Cassino, rinvenuti quattro ordigni bellici in meno di un mese

IL FATTO – L’ultimo ieri nel cantiere di piazza Diamare dove sono in corso i lavori per il rifacimento del centro. La zona resta attenzionata: potrebbero emergere altre bombe della seconda guerra mondiale

Nell’ultimo mese sono stati quattro gli ordigni bellici rinvenuti nella Città Martire: l’ultimo risale a ieri. È stato “scoperto” in piazza Diamare, nel cantiere   aperto lo scorso 20 aprile dove sono in corso i lavori per il restyling del centro: il piazzale antistante la chiesa di Sant’Antonio è il primo step di un progetto più ampio che coinvolgerà anche altre zone.

Ieri mattina nel corso delle indagini archeologiche curate dalla società “Domenica Beni Culturali” è venuto alla luce un nuovo proiettile da mortaio inesploso. Sono subito entrati in azione gli artificieri e la zona resta attenzionata perché non è escluso che possa emergere un nuovo ordigno bellico. Quello venuto alla luce ieri è un proiettile da cannone calibro 75 mm di  nazionalità  US. Meno di un mese fa, poco prima dell’apertura del cantiere per il rifacimento della piazza, sempre in piazza Diamare – era il 9 aprile – nel corso di alcuni scavi per riparare una perdita idrica era emerso un altro ordigno bellico, il cosiddetto Panzerfaust (in tedesco: Pugno Corazzato): non era un lanciarazzi bensì un piccolo ma efficacissimo lanciagranate utilizzato contro i carri armati. Si è trattato del primo ordigno bellico rinvenuto in pieno centro.

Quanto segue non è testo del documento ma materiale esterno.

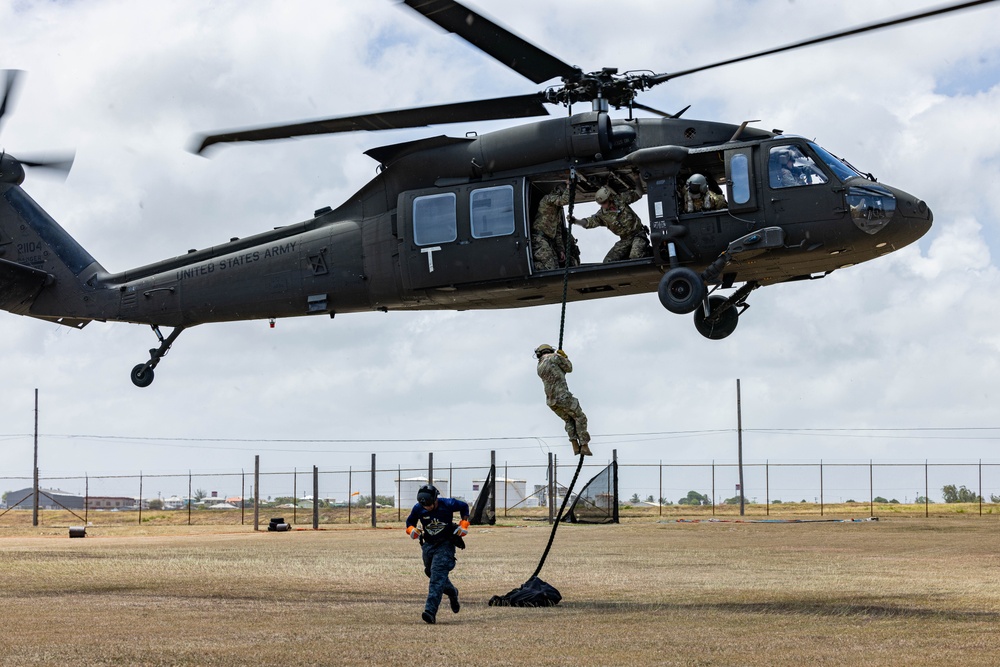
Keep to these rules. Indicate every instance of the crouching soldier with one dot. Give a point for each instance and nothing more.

Poi, nei giorni successivi, altri ordigni inesplosi sono emersi in via Cimino – una zona di campagna poco distante dal comune di Sant’Elia – e in via Montecassino. Questi due ordigni, insieme a quello rinvenuto ieri, sono stati fatti brillare dagli artificieri in una delle cave del Cassinate. Sono dunque quattro le bombe inesplose della seconda guerra mondiale venute alla luce in meno di un mese a Cassino, a ormai 78 dalla fine della seconda guerra mondiale.